From French poet Paul Verlaine to Austrian novelist-playwright Peter Handke to German filmmaker Werner Herzog, artists have always been drawn to the legend of Kaspar Hauser, a homeless child found wandering the streets of Nuremberg, Germany, in the 19th century. With nothing to validate his claims but a piece of paper with his name on it, the boy told a shocking tale of being held captive in a small dark room for his entire lifetime.
Kaspar’s Dickensian version of his wretched life was eventually discredited. But during his surprisingly lengthy run as a celebrated public figure, the boy was studied by physicians, feted by royalty and enthusiastically embraced (and just as quickly denounced) by a gullible populace. Somewhere along the way, a new article of faith accrued to his apocryphal legend; namely, that he was a child of royal blood, spirited away at birth by members of a rival family branch.
Swados retains basic elements of the original story in her sung-through operetta.

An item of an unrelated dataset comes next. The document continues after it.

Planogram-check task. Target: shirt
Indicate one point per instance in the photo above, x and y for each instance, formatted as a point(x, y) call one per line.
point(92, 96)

Kaspar (waif-like Preston Martin) is still sequestered in an airless cell, with nothing but a wooden horse to comfort him. His mother (Eliza Poehlman) still mourns his loss, in a succession of dissonant songs that convey much grief, but little variety. And the family’s implacable enemies, Lady Fromme (Carly Zien) and Lord Stanhope (Marshall York), still carry out their wicked designs on the boy.
But while Swados has fashioned numerous Hogarthian crowd scenes in which the Bats earn their keep as curious doctors, soft-hearted citizens and rabid sensation seekers — all fancifully costumed in (18th, rather than 19th century) period splendor by Normandy Sherwood — she is primarily fixated on Kaspar as the embodiment of the mistreated child.
Scribe has been working this theme since “Runaways,” and it obviously touches a deep chord with her. Martin’s wraithlike Kaspar — so innocent, so trusting, so cruelly treated — suffers like some silent-movie virgin at the whimsical moods of his public. And while there’s no question about the authenticity of his ordeal here, it’s also obvious that Swados has conflated the image of the abused child with the iconic figure of the unappreciated artist.
Despite the very Germanic, very Grimm-like performance style she favors, Swados’ fairy-tale sensibility has its childlike appeal — especially to a company of young thesps who have not yet lost the enchantment of dressing up and telling scary stories.